Ensuite la voix et l’intonation dans le comptage a également son importance.

 

Ce concept de déplacement et de changement de forme a donc été développé tout au long du séminaire.

Le samedi matin, nous avons revu en détail le Kumitachi et Shinken. Il fallait juste éviter que cela ne soit trop triste en poussant des Kiaïs (Pierrot et Anne comprendront).

 

Bien sur, la pause de midi s’est faites Chez Bruno, avec un très bon Baekof.

 

L’après-midi, tout d’abord, un explication sur le A-E-I-O, lors des exercice de Kenkodo. Je vous la donne telle que Sensei l’a présenté :

AI signifie d’accord mais en ancien japonais, on disait EI.

IE, IO  c’est pas d’accord.

Il parait que le concept de Oui, Non n’existe pas dans les conversations. Il faut comprendre D’accord, et pas D’accord .

Donc l’exercice consiste à dire d’accord et pas d’accord.

 

Puis nous avons révisé du Jo nage avec toujours cette notion du déplacement et du changement de forme. Le shiho Nage par exemple se travaille d’abord en déplaçant puis en changer la forme, un peu comme une voiture qui veut faire demi-tour sur l’autoroute. On ne tourne pas directement, il faut d’abord prendre une sorte puis une entrée. Pour ma part, j’ai apprécié d’expliquer ceci à Eric, un non-voyant qui ne travaille qu’avec la perception du mouvement sur le JO.

 

A la fin du cours, j’avais discrètement dénoué mon pantalon pour profiter d’une petite pause rapide.
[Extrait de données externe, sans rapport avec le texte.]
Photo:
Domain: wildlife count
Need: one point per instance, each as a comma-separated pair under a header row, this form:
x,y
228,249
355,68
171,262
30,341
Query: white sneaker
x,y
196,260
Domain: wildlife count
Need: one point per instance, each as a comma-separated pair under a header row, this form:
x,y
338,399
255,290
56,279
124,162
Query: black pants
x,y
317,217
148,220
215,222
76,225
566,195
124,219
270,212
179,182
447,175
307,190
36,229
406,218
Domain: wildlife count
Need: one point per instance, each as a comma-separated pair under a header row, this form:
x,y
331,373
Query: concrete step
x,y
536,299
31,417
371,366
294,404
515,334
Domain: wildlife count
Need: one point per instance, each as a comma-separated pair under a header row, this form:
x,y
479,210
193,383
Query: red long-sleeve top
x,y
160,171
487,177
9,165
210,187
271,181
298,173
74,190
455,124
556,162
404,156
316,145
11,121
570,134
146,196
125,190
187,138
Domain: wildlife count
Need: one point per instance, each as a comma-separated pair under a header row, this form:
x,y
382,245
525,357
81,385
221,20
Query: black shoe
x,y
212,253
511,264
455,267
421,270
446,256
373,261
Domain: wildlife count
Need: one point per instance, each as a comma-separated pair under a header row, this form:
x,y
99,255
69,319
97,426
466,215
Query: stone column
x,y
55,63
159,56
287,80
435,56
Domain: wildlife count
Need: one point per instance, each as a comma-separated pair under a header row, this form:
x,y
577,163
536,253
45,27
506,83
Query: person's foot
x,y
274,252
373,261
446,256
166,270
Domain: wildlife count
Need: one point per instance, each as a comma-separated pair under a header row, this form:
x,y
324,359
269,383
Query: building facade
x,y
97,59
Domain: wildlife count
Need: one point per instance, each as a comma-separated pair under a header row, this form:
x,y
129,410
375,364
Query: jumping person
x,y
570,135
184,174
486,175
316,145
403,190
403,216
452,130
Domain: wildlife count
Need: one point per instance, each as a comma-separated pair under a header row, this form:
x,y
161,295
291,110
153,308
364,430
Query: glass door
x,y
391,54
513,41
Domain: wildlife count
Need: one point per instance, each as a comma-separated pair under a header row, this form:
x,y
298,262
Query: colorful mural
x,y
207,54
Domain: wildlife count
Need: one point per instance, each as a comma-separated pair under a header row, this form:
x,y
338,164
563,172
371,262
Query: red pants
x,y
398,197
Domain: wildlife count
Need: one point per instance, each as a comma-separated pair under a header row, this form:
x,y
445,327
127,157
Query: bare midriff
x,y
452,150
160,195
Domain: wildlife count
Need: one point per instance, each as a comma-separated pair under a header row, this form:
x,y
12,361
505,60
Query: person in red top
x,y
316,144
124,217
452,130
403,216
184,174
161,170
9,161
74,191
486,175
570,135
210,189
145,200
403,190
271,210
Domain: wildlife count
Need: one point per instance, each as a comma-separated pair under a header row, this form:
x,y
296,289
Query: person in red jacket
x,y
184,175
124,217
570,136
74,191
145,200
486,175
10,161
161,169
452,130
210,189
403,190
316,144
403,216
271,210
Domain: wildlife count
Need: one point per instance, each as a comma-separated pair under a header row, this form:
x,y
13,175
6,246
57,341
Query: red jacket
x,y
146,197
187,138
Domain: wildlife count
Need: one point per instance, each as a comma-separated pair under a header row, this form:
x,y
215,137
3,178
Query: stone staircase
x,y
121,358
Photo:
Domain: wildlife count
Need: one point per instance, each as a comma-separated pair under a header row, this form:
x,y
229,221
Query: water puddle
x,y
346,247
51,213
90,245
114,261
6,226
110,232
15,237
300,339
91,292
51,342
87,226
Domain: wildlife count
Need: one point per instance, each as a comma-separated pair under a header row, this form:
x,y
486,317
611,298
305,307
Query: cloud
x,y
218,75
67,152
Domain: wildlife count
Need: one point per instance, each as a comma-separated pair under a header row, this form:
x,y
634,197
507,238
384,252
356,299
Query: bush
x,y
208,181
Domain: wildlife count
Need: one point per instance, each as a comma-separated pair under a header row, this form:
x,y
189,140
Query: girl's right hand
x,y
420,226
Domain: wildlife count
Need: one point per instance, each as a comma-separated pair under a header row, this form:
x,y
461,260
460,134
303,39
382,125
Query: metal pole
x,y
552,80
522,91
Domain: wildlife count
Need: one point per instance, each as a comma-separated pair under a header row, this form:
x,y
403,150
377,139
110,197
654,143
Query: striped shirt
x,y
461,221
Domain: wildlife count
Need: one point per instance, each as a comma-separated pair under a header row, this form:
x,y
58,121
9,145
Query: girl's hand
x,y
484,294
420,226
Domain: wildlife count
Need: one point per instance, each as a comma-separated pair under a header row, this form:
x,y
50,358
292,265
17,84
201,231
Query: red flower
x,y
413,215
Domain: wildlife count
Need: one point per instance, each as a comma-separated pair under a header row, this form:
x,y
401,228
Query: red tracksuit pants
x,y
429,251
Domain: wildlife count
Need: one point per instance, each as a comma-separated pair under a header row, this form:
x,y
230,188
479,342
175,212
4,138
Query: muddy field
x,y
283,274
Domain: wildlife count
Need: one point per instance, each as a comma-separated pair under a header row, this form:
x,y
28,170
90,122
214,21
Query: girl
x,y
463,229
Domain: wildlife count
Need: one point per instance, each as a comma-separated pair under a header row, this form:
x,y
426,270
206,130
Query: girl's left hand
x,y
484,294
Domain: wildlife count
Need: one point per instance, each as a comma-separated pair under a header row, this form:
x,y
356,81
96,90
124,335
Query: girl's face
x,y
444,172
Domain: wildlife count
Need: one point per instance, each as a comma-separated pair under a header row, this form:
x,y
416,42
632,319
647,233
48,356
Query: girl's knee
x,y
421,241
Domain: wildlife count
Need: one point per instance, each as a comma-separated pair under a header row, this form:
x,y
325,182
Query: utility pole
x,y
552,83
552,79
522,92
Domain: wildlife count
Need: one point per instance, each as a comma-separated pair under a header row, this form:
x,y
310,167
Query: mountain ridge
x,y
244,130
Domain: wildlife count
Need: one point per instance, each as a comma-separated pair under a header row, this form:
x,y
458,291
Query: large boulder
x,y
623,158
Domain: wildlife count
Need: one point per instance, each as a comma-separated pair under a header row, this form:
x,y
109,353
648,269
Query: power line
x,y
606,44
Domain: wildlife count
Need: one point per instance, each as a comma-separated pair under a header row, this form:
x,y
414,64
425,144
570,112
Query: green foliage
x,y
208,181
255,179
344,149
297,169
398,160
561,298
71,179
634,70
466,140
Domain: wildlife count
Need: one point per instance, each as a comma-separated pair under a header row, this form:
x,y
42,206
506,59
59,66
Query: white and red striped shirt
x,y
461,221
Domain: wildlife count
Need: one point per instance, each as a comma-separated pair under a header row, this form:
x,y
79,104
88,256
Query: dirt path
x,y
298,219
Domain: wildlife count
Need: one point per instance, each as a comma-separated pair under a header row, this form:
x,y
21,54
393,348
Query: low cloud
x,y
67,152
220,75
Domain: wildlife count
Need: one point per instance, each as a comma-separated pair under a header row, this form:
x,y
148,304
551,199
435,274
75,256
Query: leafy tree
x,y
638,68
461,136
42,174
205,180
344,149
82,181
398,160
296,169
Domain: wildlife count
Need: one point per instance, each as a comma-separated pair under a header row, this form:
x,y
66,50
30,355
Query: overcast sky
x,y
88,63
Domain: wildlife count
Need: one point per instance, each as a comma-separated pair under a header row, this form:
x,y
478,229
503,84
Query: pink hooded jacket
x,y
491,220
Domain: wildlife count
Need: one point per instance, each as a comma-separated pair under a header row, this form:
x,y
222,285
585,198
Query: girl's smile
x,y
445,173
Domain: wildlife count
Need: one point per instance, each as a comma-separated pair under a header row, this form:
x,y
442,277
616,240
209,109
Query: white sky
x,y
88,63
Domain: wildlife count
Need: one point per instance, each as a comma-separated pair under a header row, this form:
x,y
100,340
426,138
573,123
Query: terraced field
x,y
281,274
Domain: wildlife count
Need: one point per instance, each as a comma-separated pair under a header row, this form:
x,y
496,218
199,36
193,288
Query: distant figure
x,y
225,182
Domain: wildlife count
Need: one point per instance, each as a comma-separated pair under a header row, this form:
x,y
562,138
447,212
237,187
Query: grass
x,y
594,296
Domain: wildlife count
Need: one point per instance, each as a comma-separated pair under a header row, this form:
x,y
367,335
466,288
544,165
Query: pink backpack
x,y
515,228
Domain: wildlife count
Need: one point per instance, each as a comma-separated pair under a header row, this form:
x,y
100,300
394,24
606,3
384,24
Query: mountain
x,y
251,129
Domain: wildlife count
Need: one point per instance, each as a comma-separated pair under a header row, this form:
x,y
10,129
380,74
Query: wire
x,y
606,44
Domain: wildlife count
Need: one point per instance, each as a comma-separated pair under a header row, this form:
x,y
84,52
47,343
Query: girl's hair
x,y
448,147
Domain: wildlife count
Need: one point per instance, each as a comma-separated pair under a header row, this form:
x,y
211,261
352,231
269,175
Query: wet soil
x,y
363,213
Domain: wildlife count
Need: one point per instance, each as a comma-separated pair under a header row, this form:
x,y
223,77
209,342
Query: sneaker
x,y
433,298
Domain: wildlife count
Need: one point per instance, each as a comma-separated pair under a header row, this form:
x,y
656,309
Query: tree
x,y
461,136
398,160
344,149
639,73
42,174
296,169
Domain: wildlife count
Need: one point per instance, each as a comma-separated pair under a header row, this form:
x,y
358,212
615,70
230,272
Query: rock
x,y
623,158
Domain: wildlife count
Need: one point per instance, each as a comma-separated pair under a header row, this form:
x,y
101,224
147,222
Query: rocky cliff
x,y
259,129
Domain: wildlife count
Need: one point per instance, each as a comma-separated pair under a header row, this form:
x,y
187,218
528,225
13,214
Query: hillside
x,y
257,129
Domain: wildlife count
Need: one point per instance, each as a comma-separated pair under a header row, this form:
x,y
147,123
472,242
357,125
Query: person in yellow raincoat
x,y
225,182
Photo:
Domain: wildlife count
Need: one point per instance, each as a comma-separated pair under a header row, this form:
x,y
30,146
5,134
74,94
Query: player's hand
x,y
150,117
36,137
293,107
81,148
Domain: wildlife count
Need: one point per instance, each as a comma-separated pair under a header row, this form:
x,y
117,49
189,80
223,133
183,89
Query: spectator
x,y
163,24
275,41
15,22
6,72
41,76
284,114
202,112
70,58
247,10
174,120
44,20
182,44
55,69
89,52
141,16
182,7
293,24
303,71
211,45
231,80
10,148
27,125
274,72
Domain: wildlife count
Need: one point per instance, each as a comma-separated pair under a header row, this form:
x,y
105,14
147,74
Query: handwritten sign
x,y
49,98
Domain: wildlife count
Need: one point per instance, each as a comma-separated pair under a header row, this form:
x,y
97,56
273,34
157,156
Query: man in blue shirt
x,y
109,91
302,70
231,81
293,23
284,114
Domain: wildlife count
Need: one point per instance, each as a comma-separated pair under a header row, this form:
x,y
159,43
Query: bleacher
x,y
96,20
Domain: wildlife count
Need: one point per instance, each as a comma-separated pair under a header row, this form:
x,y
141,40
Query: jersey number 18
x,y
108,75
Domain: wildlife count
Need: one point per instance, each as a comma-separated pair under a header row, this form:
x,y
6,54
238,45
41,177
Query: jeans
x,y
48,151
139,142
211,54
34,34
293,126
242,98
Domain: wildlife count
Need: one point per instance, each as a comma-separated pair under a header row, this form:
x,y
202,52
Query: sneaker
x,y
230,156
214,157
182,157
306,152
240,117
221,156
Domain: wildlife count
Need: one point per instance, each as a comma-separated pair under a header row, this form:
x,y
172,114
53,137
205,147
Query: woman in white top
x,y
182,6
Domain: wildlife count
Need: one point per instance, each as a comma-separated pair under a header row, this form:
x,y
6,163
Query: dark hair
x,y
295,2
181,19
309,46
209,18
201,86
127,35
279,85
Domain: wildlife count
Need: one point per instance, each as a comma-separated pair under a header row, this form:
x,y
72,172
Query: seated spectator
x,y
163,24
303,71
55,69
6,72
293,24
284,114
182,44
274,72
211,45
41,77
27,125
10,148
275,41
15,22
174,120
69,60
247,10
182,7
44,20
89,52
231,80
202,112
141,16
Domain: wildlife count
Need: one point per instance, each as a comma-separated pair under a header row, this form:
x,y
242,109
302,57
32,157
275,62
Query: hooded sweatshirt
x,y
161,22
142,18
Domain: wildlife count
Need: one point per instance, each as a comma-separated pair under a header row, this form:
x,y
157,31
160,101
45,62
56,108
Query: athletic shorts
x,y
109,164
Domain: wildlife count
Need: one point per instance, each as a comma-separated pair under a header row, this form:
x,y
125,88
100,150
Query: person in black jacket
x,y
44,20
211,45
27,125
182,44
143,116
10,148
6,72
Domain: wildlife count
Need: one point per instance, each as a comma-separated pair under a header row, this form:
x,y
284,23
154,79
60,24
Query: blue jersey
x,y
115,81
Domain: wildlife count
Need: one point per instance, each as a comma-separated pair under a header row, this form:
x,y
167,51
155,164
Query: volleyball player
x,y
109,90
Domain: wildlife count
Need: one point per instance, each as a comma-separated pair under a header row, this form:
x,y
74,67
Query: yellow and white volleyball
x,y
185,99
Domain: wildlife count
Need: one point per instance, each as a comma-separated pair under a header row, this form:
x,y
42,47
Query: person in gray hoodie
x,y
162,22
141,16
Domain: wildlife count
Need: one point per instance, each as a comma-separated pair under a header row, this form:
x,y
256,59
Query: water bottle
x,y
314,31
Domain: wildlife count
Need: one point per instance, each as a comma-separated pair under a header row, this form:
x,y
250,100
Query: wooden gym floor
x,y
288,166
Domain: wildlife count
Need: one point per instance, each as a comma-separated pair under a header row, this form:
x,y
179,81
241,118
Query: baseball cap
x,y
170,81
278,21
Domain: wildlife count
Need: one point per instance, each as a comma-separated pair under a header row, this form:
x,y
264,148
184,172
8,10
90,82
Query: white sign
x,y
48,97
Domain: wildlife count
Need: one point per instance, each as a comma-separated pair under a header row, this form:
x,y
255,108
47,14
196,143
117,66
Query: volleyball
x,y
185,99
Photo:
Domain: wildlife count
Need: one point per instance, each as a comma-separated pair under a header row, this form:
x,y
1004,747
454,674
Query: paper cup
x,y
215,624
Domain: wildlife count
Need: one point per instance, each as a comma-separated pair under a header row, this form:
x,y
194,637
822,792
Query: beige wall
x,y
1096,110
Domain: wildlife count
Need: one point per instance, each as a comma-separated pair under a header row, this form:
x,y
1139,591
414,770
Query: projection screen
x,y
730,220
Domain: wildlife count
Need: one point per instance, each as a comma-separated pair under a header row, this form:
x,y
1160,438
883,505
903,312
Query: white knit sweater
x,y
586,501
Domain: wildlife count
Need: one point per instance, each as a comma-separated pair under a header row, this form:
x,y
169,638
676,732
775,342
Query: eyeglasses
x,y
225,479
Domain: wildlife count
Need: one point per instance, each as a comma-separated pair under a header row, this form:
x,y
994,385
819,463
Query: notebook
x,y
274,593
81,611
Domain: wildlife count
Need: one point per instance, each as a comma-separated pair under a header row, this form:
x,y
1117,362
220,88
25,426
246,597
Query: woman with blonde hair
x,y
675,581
Et bien, il n’y en a pas eu ! Je me suis retrouvé avec mon pantalon un peu ouvert, et n’ai pas pu retrouvé mon Jo et du en emprunter un au bord du tapis. Et hop…c’ets parti, avec  enchainement d’Hitoriwaza, avec une petite erreur de comptage et un peu contracté, mais ça passe. Ensuite, Kata dori Shomen avec un Christophe parfait dans les chûtes. Pour le Boken, je pensai démarrer avec Shinken, mais Thierry débute, avec Kumitachi. Je rattrape le coup, puis nous faisons Shinken sans problème. Puis Jo nage avec Christophe sans problème, sauf que j’ai failli oublier le travail à 2 et 3 attaquants… En fin de Randori, trou bête, je ne trouve plus le mot Yamé pour arrêter. Je glisse un mot à mes partenaire, qui ne m’entendent pas, alors ça dure jusqu’à ce que Sensei me dire qu’on arrête.  En plus je rate le salut alors que je suis le premier à cheval sur le protocole. Tout ça pour vous dire qu’il ne faut pas stresser quand vous  passerez votre examen avec Sensei. Ce ne sera pas parfait et c’est normal, mais Sensei s’attache plus à la manière qu’à la perfection.

 

Thierry et surtout Pierrot ont survolé l’examen avec une petite pointe de stress comme moi dans le comptage, mais ça c’est bien déroulé. Respect à mes anciens !

Nous avons fini la matinée autour d’une bonne friture de Sandre, à discuter ensemble. Eric nous a confirmé que cela lui avait plût. C’est une première avec un non-voyant et nous en sommes très content.

Nous avons évoqué une périple à Bruxelle, et il se pourrait que les chose se décident pour septembre 2018. Anne nous en reparlera ! (et encore merci à Anne et Nelly pour les petits oeufs de Pâques qui n’ont pas survécus longtemps).